1. Ports
  2. Port 2224

What This Port Is

Port 2224 sits in the registered port range (1024–49151). These are ports that applications can register with IANA for specific uses, though registration doesn't grant exclusivity — any software can listen on any unoccupied port.

IANA's official record assigns port 2224 to "Easy Flexible Internet/Multiplayer Games" (service name: efi-mg), registered in 2006 by Thomas Efer. 1 This service never gained traction. The name is on the books; the protocol is nowhere to be found in the wild.

What is found in the wild is something entirely different.

The Real Use: pcsd and Pacemaker Clusters

If you see port 2224 open on a Linux server, it's almost certainly running pcsd — the daemon that powers pcs, the command-line and web interface for Pacemaker high-availability clusters. 2

Pacemaker is the standard cluster resource manager for Linux. It keeps services running across multiple nodes by detecting failures and migrating workloads automatically. The pcs tool manages it. And pcsd is the daemon that makes pcs work across an entire cluster simultaneously — rather than requiring a sysadmin to log in to each node one by one.

Port 2224 serves two purposes for pcsd:

  • Node-to-node communication — cluster nodes sync configuration changes through this port, so when you run a command on one node, it propagates to all others
  • Web UI — the pcsd graphical interface is accessible at https://nodename:2224, giving administrators a browser-based view of cluster health and resource state 3

Red Hat Enterprise Linux, CentOS Stream, AlmaLinux, and Oracle Linux all rely on this setup for their high-availability add-ons. When a Red Hat sysadmin opens a firewall rule for port 2224, they're not playing multiplayer games — they're making sure a database or web service survives a node crash. 4

How to Check What's Listening

If port 2224 is open on a machine you control:

On Linux:

# See what process is listening
ss -tlnp | grep 2224

# Or with netstat
netstat -tlnp | grep 2224

# Or with lsof
lsof -i :2224

From another machine:

# Test if the port is open
nc -zv hostname 2224

# Or with nmap
nmap -p 2224 hostname

If pcsd is running, ss will show a process named pcsd or /usr/lib/pcsd/pcsd. The web UI will respond to a browser at https://hostname:2224.

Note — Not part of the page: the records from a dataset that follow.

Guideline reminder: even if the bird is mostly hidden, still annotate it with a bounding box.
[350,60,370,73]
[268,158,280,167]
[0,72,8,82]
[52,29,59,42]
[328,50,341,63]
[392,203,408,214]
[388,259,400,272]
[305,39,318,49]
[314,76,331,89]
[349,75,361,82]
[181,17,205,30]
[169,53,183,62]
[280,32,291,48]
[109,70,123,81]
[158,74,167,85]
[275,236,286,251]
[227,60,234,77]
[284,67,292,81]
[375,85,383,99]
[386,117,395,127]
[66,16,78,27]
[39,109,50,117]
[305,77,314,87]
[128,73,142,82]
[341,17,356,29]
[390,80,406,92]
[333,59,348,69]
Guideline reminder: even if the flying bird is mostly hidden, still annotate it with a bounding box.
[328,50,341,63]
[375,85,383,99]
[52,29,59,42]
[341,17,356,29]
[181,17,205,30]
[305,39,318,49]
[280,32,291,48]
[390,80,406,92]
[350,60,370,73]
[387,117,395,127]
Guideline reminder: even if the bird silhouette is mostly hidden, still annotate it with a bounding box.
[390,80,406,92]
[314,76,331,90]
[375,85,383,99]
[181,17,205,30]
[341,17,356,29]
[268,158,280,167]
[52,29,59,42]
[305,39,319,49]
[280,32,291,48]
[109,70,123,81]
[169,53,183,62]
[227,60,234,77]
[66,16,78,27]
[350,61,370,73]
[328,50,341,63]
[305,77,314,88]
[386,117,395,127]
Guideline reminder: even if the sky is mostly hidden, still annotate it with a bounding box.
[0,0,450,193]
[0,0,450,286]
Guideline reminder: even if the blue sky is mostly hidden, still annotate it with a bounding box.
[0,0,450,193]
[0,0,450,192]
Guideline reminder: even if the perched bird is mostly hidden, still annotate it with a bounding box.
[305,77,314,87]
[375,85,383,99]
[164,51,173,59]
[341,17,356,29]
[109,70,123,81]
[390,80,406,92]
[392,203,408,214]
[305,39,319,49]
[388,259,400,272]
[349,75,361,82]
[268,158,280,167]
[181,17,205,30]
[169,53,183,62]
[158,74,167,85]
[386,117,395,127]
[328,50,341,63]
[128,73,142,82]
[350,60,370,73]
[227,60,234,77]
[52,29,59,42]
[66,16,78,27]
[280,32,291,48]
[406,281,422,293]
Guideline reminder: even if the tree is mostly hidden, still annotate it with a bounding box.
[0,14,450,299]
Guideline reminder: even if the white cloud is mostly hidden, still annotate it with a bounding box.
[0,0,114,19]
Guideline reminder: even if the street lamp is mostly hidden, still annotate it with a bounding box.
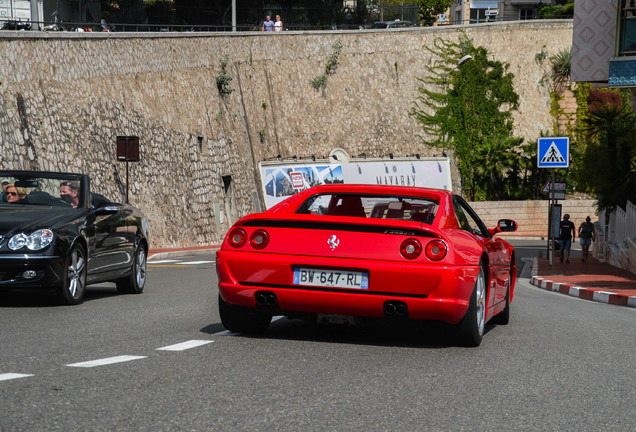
[444,54,473,93]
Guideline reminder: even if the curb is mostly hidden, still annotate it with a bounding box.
[530,276,636,308]
[148,246,221,261]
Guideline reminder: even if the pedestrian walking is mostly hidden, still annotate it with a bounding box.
[274,15,283,31]
[579,216,596,262]
[261,15,274,31]
[559,213,576,264]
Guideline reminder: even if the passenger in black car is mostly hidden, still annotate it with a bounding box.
[5,183,26,204]
[0,180,9,202]
[60,181,79,207]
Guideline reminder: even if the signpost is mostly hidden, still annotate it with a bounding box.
[537,137,570,273]
[117,136,139,204]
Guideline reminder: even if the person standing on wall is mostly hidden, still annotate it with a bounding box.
[559,213,576,264]
[579,216,596,262]
[274,15,283,31]
[261,15,274,31]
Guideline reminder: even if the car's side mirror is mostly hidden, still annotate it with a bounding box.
[489,219,517,235]
[94,205,119,215]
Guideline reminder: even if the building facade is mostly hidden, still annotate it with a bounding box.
[445,0,554,24]
[572,0,636,87]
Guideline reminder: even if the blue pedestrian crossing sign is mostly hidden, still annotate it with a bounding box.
[537,137,570,168]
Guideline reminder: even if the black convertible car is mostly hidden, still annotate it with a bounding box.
[0,171,148,304]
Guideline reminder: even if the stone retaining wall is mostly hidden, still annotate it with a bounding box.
[0,20,572,248]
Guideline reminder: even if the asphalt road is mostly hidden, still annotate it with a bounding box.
[0,245,636,432]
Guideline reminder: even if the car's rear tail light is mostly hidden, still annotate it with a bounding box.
[426,239,448,261]
[400,238,422,259]
[228,228,247,248]
[250,230,269,249]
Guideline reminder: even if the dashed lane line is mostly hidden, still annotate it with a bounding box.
[66,355,147,367]
[0,373,33,381]
[156,340,214,351]
[0,339,214,381]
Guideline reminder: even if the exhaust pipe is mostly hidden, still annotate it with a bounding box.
[382,301,409,318]
[254,291,278,307]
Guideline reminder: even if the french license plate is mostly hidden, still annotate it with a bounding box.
[294,268,369,289]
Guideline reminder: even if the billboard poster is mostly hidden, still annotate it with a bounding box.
[260,158,451,209]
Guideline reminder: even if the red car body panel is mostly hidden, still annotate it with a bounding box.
[216,185,516,324]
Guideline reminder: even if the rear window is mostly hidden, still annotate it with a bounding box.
[296,194,438,224]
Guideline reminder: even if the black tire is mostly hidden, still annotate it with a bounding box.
[219,295,272,334]
[115,244,147,294]
[490,272,512,325]
[457,263,487,347]
[58,244,86,305]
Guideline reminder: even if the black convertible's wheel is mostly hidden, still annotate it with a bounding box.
[115,244,147,294]
[58,244,86,305]
[457,264,486,347]
[219,295,272,333]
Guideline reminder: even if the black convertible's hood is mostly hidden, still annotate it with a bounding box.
[0,204,88,235]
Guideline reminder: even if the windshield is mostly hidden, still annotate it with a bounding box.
[296,194,438,224]
[0,171,84,207]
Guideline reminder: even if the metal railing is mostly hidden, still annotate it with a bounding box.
[0,16,571,32]
[598,201,636,244]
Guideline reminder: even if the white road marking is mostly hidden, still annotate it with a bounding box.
[157,340,214,351]
[0,373,33,381]
[66,355,146,367]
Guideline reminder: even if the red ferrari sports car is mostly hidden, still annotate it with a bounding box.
[216,184,517,346]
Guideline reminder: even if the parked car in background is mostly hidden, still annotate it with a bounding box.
[369,20,415,29]
[216,184,517,346]
[0,171,148,304]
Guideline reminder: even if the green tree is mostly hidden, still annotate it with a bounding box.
[411,34,521,200]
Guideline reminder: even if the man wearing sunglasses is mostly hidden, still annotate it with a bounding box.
[60,181,79,208]
[0,180,9,202]
[5,183,26,204]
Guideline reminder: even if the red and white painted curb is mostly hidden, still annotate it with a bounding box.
[530,258,636,308]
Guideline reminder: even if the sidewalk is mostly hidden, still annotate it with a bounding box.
[530,256,636,308]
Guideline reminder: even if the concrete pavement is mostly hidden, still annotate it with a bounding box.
[530,256,636,308]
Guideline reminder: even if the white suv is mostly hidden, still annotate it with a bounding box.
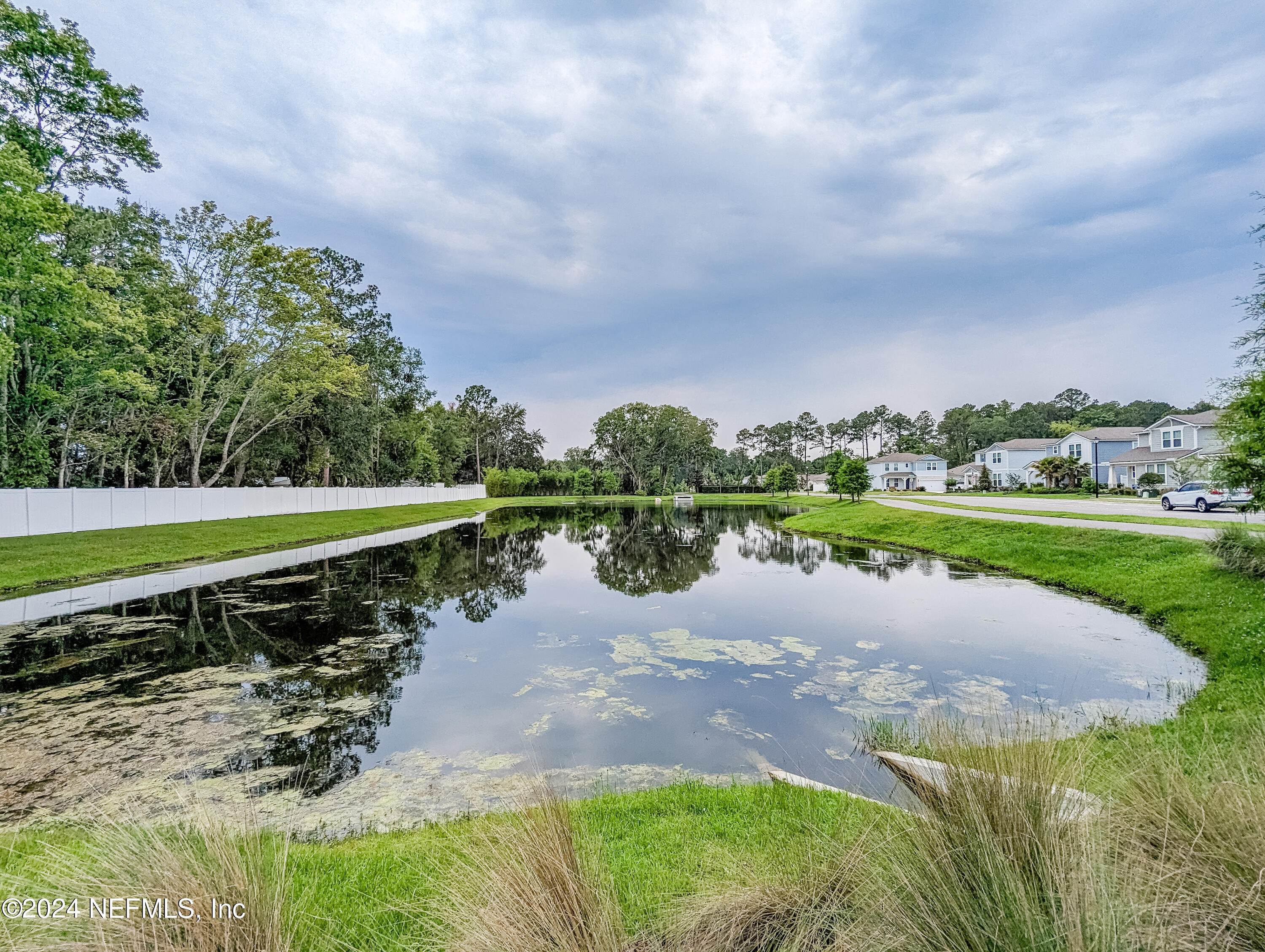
[1160,483,1252,512]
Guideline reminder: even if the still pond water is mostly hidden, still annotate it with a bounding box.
[0,506,1203,829]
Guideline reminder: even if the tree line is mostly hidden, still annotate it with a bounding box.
[0,9,544,487]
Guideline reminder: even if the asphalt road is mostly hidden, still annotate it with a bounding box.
[916,493,1265,526]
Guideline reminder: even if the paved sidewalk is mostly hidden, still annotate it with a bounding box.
[872,497,1216,538]
[916,493,1265,526]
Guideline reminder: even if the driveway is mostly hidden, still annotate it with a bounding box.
[869,497,1217,538]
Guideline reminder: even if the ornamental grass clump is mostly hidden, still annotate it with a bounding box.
[448,783,626,952]
[1114,717,1265,949]
[861,728,1131,952]
[0,804,296,952]
[664,836,867,952]
[1208,524,1265,578]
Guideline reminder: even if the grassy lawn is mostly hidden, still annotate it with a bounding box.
[0,494,1265,949]
[786,502,1265,738]
[0,495,648,592]
[870,495,1265,532]
[286,783,886,948]
[0,781,892,951]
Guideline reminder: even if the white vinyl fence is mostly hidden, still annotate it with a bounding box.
[0,485,487,537]
[0,512,483,626]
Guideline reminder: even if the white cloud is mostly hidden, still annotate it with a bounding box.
[62,0,1265,449]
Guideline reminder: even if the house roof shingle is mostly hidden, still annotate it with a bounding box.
[984,438,1058,450]
[1064,426,1145,440]
[1106,446,1198,467]
[867,453,941,463]
[1165,410,1221,426]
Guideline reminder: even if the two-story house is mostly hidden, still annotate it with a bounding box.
[947,463,983,489]
[1106,410,1225,487]
[865,453,949,493]
[1032,426,1137,483]
[975,439,1050,485]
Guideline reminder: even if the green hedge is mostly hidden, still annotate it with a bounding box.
[483,467,624,497]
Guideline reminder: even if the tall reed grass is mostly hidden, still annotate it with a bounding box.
[0,804,295,952]
[673,718,1265,952]
[1208,523,1265,578]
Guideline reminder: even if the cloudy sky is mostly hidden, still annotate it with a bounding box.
[64,0,1265,454]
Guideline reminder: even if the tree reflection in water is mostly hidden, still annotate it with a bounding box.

Why Unassigned Ports Matter

The registered port range contains thousands of entries like efi-mg — registered once, never deployed, forgotten. Meanwhile, real software keeps choosing ports that happen to be nearby or available, creating an informal layer of usage that doesn't appear in official registries.

This gap between the official record and actual practice is why tools like IANA lookup tables only tell part of the story. Port 2224 is "officially" for a multiplayer game. Practically, it guards the uptime of Linux infrastructure around the world.

Unassigned and lightly-assigned ports are where this tension is most visible: the port is yours to use, the name on the deed means nothing, and what matters is what's actually listening.